Fighting in Hodeida has further fueled the humanitarian crisis plaguing the country, preventing much-needed humanitarian aid from entering Yemen.
Despite several attempts, the U.N. has failed to convince the warring parties to pull out of the Hodeida.
Referring to the recent firefights in Hodeida, Reuters noted:
The clashes were the heaviest since the ceasefire went into effect on Dec. 18, residents said, and came as the United Nations announced a deal setting out details of a mutual military withdrawal envisaged by the Stockholm truce accord.
Iran-aligned Houthi forces traded artillery, mortar and rocket salvoes with troops of a Western-backed, Saudi-led coalition late on Sunday and early on Monday, with explosions heard across the Red Sea city, residents said.

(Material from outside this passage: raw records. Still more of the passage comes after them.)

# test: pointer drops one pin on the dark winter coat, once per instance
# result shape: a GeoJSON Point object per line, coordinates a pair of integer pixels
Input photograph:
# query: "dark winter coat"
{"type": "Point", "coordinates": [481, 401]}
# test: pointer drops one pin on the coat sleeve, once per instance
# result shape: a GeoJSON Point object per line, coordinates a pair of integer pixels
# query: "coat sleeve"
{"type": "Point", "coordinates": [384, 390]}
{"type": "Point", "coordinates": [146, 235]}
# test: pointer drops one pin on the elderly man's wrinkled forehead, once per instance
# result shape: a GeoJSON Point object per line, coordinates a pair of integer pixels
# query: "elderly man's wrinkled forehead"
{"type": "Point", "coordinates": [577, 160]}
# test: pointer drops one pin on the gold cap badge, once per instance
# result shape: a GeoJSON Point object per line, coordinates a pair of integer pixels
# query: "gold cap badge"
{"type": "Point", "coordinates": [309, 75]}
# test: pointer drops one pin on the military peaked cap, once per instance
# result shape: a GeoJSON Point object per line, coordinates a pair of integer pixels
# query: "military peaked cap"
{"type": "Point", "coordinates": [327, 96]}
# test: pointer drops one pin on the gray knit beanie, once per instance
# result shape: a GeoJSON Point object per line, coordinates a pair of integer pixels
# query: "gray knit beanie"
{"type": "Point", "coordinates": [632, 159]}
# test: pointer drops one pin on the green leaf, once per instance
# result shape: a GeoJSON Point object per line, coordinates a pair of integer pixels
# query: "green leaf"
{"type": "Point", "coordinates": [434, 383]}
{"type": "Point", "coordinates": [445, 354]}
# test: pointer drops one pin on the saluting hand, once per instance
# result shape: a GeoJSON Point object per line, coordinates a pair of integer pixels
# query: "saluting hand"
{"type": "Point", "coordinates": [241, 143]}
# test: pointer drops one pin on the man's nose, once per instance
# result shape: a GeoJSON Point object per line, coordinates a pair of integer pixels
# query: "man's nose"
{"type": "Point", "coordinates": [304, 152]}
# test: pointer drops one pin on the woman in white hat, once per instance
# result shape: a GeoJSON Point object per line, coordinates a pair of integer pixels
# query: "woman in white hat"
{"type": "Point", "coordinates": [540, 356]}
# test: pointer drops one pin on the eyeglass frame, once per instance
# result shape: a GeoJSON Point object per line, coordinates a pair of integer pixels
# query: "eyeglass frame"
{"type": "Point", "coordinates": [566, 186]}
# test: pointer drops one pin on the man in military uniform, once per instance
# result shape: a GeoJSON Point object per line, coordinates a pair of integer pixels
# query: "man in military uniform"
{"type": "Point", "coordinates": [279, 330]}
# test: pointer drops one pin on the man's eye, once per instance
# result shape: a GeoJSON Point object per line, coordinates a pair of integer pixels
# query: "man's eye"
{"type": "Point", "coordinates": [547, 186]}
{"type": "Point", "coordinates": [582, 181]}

In addition to a truce, the Houthis and the Saudi-backed forces loyal to Hadi also agreed in December to a withdrawal from Hodeida, the primary entry point for most of Yemen’s humanitarian aid and commercial imports.
The ceasefire has largely held, despite sporadic clashes that continue as the U.N. scramble to implement the troop withdrawal agreement, a step closer to a broader peace settlement.
Withdrawal from Hodeida is expected to free up access 50,000 tons of World Food Program grain, enough to feed 3.7 million hungry people and reopen other humanitarian corridors.
On Monday, the World Health Organization (WHO) announced that it had recorded 108,889 suspected cases of deadly cholera and 190 associated deaths with the bacterial disease since the start of 2019 alone.
An estimated third of the cholera cases afflicted children under five, WHO noted.
While the Yemen conflict is considered a proxy war between Saudi Arabia and Iran, the Shiite rebels deny affiliation with Tehran.
Earlier this month, the Houthis praised the U.S. Senate vote to end American military support for the Saudi Arabia-led coalition, arguing that United States assistance has prolonged the conflict.
The resolution, seen as a rebuke to U.S. President Donald Trump who has vowed to make it the first veto of his administration, is now heading to the Democrat-led House, which is likely to approve it.
Lawmakers from both parties have expressed skepticism of the United States partnership with Saudi coalition, especially in light of Sunni kingdom’s alleged role in the killing of Washington Post reporter Jamal Khashoggi, an open critic of the royal family.